Thursday 1 July 2010

Back to the litter pit

In many ways it's depressing visiting this pit, it's out of the way, well naturalised, but neglected. It also holds carp so anglers visit it. I won't tar them all with the same brush, the ones I have spoken to despise the duck-shooting, fire-lighting litter-louts too. There is a faction that insists on leaving cans, bottles, bags and more behind. It's such a shame as the place is everything a nature reserve would be if I had my way - unmanaged with no hard paths, just tracks that people have beaten out over time that follow the contours of the land and are overgrown in places.

As soon as I arrived there were chasers and emperors to be seen, then damsels. Reed warblers were being as noisy as reed warblers can. I walked through a clump of birches that had obviously been planted by the landowner, whoever that is, to find a burnt mess of a bed that looked as if it had been used as a barbecue. Yet feet away there were dragonflies and warblers.


Round the corner in a bay choked with Canadian pondweed carp were basking and chasers chasing over the surface. A large dragonfly came and checked me out, but I couldn't get a shot of it nor a positive ID. On the other side of the bay rudd were swirling in gaps in the weed. Then the sun went in and the dragonflies disappeared.


Bordering the pit, beyond the dense reedbeds, is a wild meadow filled with vetch, trefoil and other colourful plants. This harbours butterflies and moths in abundance. Skippers were spotted and burnet moths. And by the edge of a small pit, not much more than a scrape in the ground but one that holds fish, a common blue was briefly seen. Just for long enough to get a ropey photo with the wrong settings before I put the flash on the camera. I didn't see it again... The blue was perched on a mares-tail, which is prolific round the small pit and the two ponds which are mere wet depressions that are drying out in the current heatwave.

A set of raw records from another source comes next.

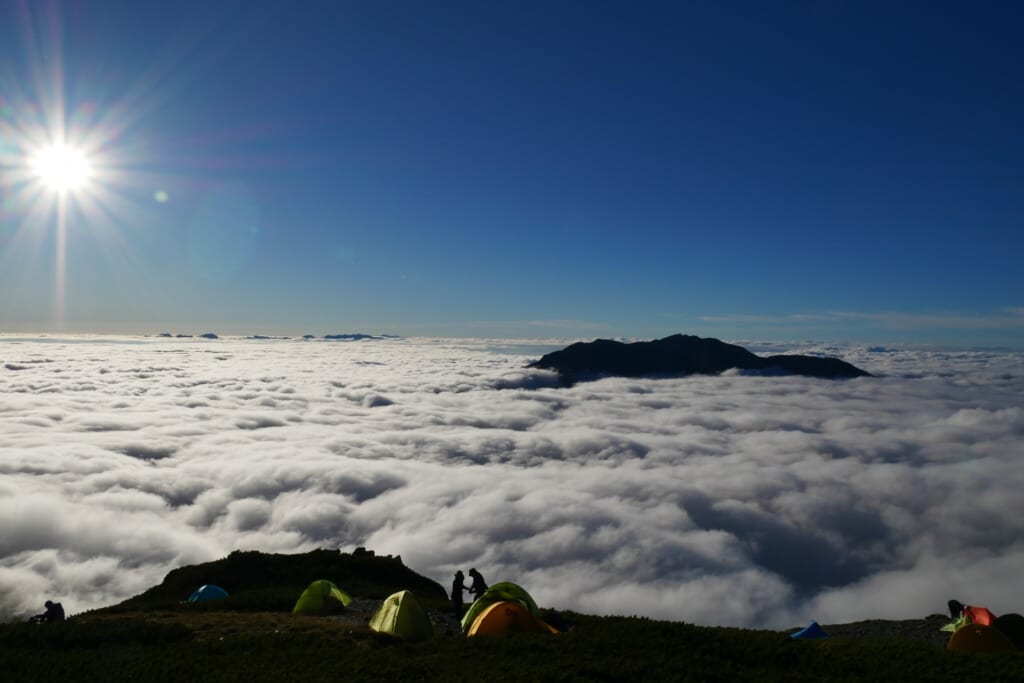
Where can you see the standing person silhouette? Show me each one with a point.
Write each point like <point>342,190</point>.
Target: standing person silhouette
<point>478,586</point>
<point>458,587</point>
<point>54,612</point>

On the other side of the big pit is another, smaller, one which is rapidly losing the open water as reeds encroach from the margins. In the land around this pit I managed to photograph a burnet moth and a small skipper. One of these days I'll have to spend more time at this place, not least to see if I can get some good shots of the many reed buntings that inhabit the area. If only it wasn't quite so accessible and litter-strewn it would be truly idyllic. Of course, if it was well managed and the lowlife excluded from it I'm sure it would end up becoming manicured like so many 'proper' nature reserves. Sometimes you can't win.